Substitute 0 for $V_f$, 2.24 kg for m, $4.43\frac{\text{m}}{\text{s}}$ for $V_i$, and 0.1 s for $\Delta t$ in equation (1).

$\begin{array}{c}{F}_{avg}=\frac{\left(2.24\text{kg}\times \text{0}\right)-\left(2.24\text{kg}\times 4.43\frac{\text{m}}{\text{s}}\right)}{\left(0.1\text{s}\right)}\\ =\frac{\left(0\right)-\left(9.92\frac{\text{kg}\cdot \text{m}}{\text{s}}\right)}{\left(0.1\text{s}\right)}\\ =\left(9.92\frac{\text{kg}\cdot \text{m}}{\text{s}}\right)\left(\frac{1}{0.1\text{s}}\right)\left[\therefore 1\text{N}=\frac{\text{kg}\cdot \text{m}}{{\text{s}}^{\text{2}}}\right]\\ =99.2\text{N}\end{array}$

Substitute 0 for $V_f$, 2.24 kg for m, $4.43\frac{\text{m}}{\text{s}}$ for $V_i$, and 1 s for $\Delta t$ in equation (1).

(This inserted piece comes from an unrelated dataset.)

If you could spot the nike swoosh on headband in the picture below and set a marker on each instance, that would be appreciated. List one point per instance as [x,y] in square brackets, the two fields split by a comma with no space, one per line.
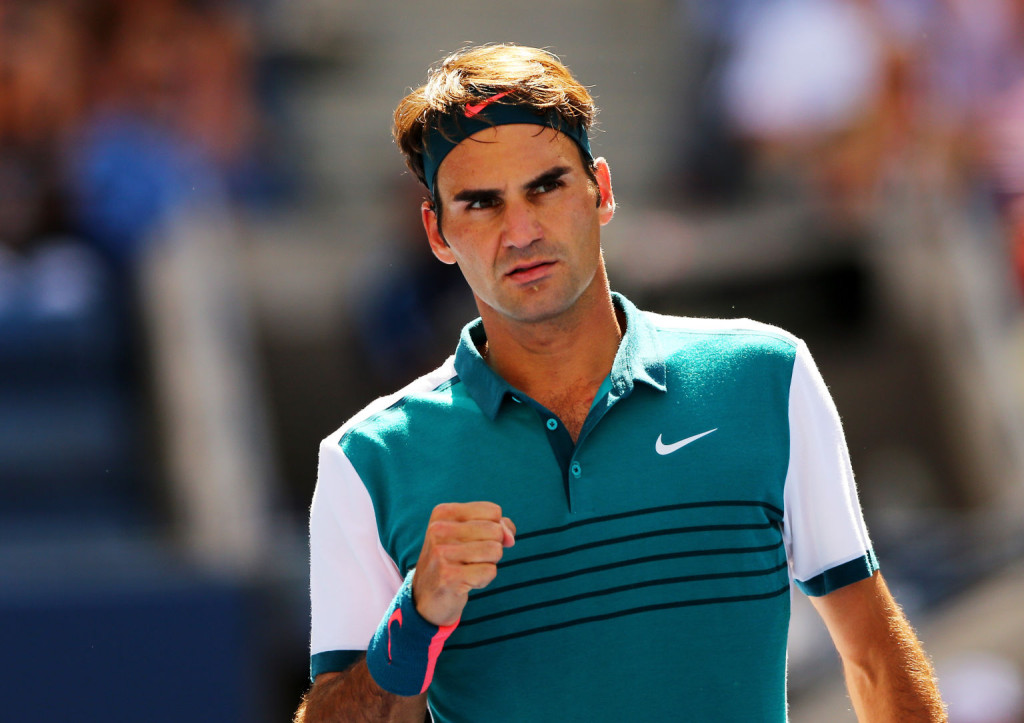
[474,109]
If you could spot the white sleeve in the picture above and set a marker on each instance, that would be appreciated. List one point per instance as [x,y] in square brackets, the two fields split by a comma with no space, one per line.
[352,580]
[823,528]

$\begin{array}{c}{F}_{avg}=\frac{\left(2.24\text{kg}\times \text{0}\right)-\left(2.24\text{kg}\times 4.43\frac{\text{m}}{\text{s}}\right)}{\left(1\text{s}\right)}\\ =\frac{\left(0\right)-\left(9.92\frac{\text{kg}\cdot \text{m}}{\text{s}}\right)}{\left(1\text{s}\right)}\\ =\left(9.92\frac{\text{kg}\cdot \text{m}}{\text{s}}\right)\left(\frac{1}{1\text{s}}\right)\left[\therefore 1\text{N}=\frac{\text{kg}\cdot \text{m}}{{\text{s}}^{\text{2}}}\right]\\ =9.92\text{N}\end{array}$

Substitute 0 for $V_f$, 2.24 kg for m, $4.43\frac{\text{m}}{\text{s}}$ for $V_i$, and 2 s for $\Delta t$ in equation (1).

$\begin{array}{c}{F}_{avg}=\frac{\left(2.24\text{kg}\times \text{0}\right)-\left(2.24\text{kg}\times 4.43\frac{\text{m}}{\text{s}}\right)}{\left(2\text{s}\right)}\\ =\frac{\left(0\right)-\left(9.92\frac{\text{kg}\cdot \text{m}}{\text{s}}\right)}{\left(2\text{s}\right)}\\ =\left(9.92\frac{\text{kg}\cdot \text{m}}{\text{s}}\right)\left(\frac{1}{2\text{s}}\right)\left[\therefore 1\text{N}=\frac{\text{kg}\cdot \text{m}}{{\text{s}}^{\text{2}}}\right]\\ =4.96\text{N}\end{array}$

Thus, the average reaction force for the corresponding time of contact is calculated and tabulated in table 1.

Table 1

Time of contact (Seconds)	The average reaction force (N)
0.01	992N
0.05	198N
0.1	99.2 N
1.0	9.92 N
2.0	4.96 N

Conclusion:

Hence, the average reaction force for the corresponding time of contact is calculated and tabulated.